The home of tiramisù has undergone a complete revamping, but it’s still in the same location where it has been since 1935. It’s no longer owned by the Campeol family, but their famous dessert lives on. In fact, an updated version has been created.

The new version is called “Scomposto,” and while it was beautiful to behold and delicious to taste, the original still won our hearts.

Scomposto
Scomposto. Photo by Barbara Angelakis.

A Tiramisu recipe for 6 people follows.

Preparation time: 20 minutes

Ingredients:
4 eggs
2 cups fresh mascarpone cheese
3/4 cup sugar
3/4 cup dark rum or to taste
4 cups of espresso coffee or brewed/filtered coffee
3 teaspoons powdered bitter cocoa
Salt to taste
24 ladyfingers (in Italian, ladyfingers are called “savoiardi” and are somewhat hard with sugar crystals on top)

Method:

Separate the eggs, whites in one bowl, and yolks in a second bowl. Whip the egg whites until frothy.
Whisk the yokes with 1/2 cup of the sugar.
Add the mascarpone cheese to the yolk and sugar mixture, and stir.
Add the rum and whipped egg whites. Gently mix until absorbed.

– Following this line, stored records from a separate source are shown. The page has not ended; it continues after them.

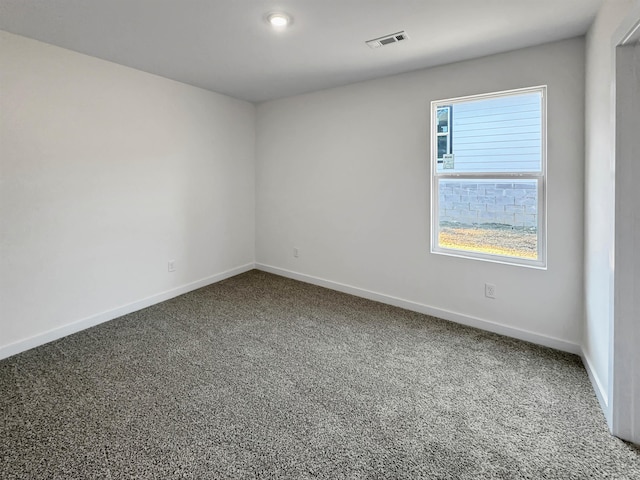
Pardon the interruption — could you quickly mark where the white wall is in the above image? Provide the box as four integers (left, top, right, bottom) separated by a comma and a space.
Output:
0, 32, 255, 358
582, 0, 634, 412
256, 38, 584, 352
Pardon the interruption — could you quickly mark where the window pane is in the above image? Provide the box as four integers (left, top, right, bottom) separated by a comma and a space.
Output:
438, 179, 539, 260
438, 107, 450, 133
437, 92, 542, 173
438, 135, 449, 158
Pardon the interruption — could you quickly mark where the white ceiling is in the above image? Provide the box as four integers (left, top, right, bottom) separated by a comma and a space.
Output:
0, 0, 603, 102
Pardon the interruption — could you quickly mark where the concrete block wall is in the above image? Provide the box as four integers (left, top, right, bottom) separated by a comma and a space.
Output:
438, 180, 538, 229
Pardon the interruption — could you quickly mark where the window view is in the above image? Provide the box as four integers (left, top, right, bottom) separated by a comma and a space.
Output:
432, 87, 546, 267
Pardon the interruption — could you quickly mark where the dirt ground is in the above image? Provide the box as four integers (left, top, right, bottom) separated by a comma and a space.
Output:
439, 227, 538, 259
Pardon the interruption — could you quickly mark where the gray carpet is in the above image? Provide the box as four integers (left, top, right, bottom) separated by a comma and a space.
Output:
0, 271, 640, 479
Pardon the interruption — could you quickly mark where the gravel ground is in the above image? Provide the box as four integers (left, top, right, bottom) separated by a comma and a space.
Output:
439, 227, 538, 259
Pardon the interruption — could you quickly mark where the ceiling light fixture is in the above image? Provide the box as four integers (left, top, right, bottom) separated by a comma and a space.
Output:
267, 12, 291, 28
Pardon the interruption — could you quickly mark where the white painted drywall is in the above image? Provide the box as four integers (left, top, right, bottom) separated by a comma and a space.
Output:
0, 32, 255, 353
582, 0, 634, 420
256, 38, 584, 350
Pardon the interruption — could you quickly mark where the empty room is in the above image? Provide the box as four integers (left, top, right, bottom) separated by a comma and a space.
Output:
0, 0, 640, 479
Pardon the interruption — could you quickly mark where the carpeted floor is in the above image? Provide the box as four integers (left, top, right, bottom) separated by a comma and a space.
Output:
0, 271, 640, 479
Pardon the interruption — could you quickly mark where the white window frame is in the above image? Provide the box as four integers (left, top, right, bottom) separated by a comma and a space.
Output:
430, 85, 547, 270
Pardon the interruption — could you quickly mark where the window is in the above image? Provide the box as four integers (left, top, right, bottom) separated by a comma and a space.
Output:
431, 86, 546, 268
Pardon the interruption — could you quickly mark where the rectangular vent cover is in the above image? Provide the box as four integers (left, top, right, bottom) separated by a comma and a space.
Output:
365, 30, 409, 48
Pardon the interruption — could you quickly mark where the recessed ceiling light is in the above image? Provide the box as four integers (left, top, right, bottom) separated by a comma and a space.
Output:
267, 12, 291, 28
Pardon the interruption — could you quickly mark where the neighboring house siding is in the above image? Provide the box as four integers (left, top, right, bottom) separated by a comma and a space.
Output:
451, 93, 542, 172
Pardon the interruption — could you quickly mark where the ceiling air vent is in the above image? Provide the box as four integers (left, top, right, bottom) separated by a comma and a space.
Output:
365, 30, 409, 48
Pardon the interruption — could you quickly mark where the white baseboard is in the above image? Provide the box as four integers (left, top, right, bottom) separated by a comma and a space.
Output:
0, 263, 255, 360
255, 263, 582, 355
580, 350, 611, 423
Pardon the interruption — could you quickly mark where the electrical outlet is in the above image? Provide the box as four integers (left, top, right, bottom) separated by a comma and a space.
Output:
484, 283, 496, 298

Prepare the coffee. Add the balance of the sugar and 4 teaspoons of water, and pour it into a flat-bottom bowl.

Quickly dip the ladyfingers one at a time in the coffee, and lay them in the bottom of a rectangular pan packed close together.

Cover the first layer of ladyfingers with the mascarpone cream mixture, and continue the process until all ladyfingers are in the pan covered with mascarpone cream. The final layer must be the mascarpone cream.

Classic Italian Tiramisù
Homemade tiramisu. Photo by Barbara Angelakis.

Put the pan of tiramisù in the refrigerator for at least 3 hours, and just before serving, sprinkle it with powdered unsweetened cocoa. It’s easiest to use a sifter.

Serve with a side glass of espresso. (To be authentic, the espresso must be served in a small heavy glass, not in a cup).

Editor’s note: You can make a delicious dairy-free version of tiramisu by substituting coconut cream for the mascarpone. It will be a bit watery while you make it, but if you refrigerate it long enough, it will set at least to a sufficient degree. The coconut flavor lends itself to the recipe and is very tasty.